The Ralls abandoned the farm on Christmas Day of 1992 and never re-sold it, unwilling to subject others to the horrors they had experienced. Within weeks of fleeing to land they owned in Michigan, the children recovered their health, and so did the herd.
Not a single one of the half-dozen scientists I spoke to could explain what had happened on the Rall farm. Why the sickened animals? Why the skin rashes, the hyperactivity? Why the birth defects? If the radiofrequency radiation from the cell tower was the cause, then what was the mechanism? And why today, with millions of cell towers dotting the planet and billions of cell phones placed next to billions of heads every day, aren’t we all getting sick?

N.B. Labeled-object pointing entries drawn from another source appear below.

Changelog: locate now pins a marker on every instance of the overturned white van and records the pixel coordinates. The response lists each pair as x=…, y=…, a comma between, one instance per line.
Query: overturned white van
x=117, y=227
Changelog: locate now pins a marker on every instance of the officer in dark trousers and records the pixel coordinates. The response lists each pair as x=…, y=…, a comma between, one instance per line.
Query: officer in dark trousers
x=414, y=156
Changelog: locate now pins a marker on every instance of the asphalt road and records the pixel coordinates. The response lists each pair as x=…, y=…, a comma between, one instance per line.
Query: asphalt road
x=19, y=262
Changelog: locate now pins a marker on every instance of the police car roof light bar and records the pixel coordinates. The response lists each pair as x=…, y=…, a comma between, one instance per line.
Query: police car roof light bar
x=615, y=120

In fact, the great majority of us appear to be just fine. We all live in range of cell towers now, and we are all wireless operators. More than wireless operators, we’re nuts about the technology. Who doesn’t keep at their side at all times the electro-plastic appendage for the suckling of information?
The mobile phone as a technology was developed in the 1970s, commercialized in the mid-80s, miniaturized in the ‘90s. When the first mobile phone companies launched in the United Kingdom in 1985, the expectation was that perhaps 10,000 phones would sell. Worldwide shipments of mobile phones topped the one billion mark in 2006. As of October 2010 there were 5.2 billion cell phones operating on the planet. “Penetration,” in the marketing-speak of the companies, often tops 100 percent in many countries, meaning there is more than one connection per person. The mobile phone in its various manifestations – the iPhone, the Android, the Blackberry – has been called the “most prolific consumer device” ever proffered.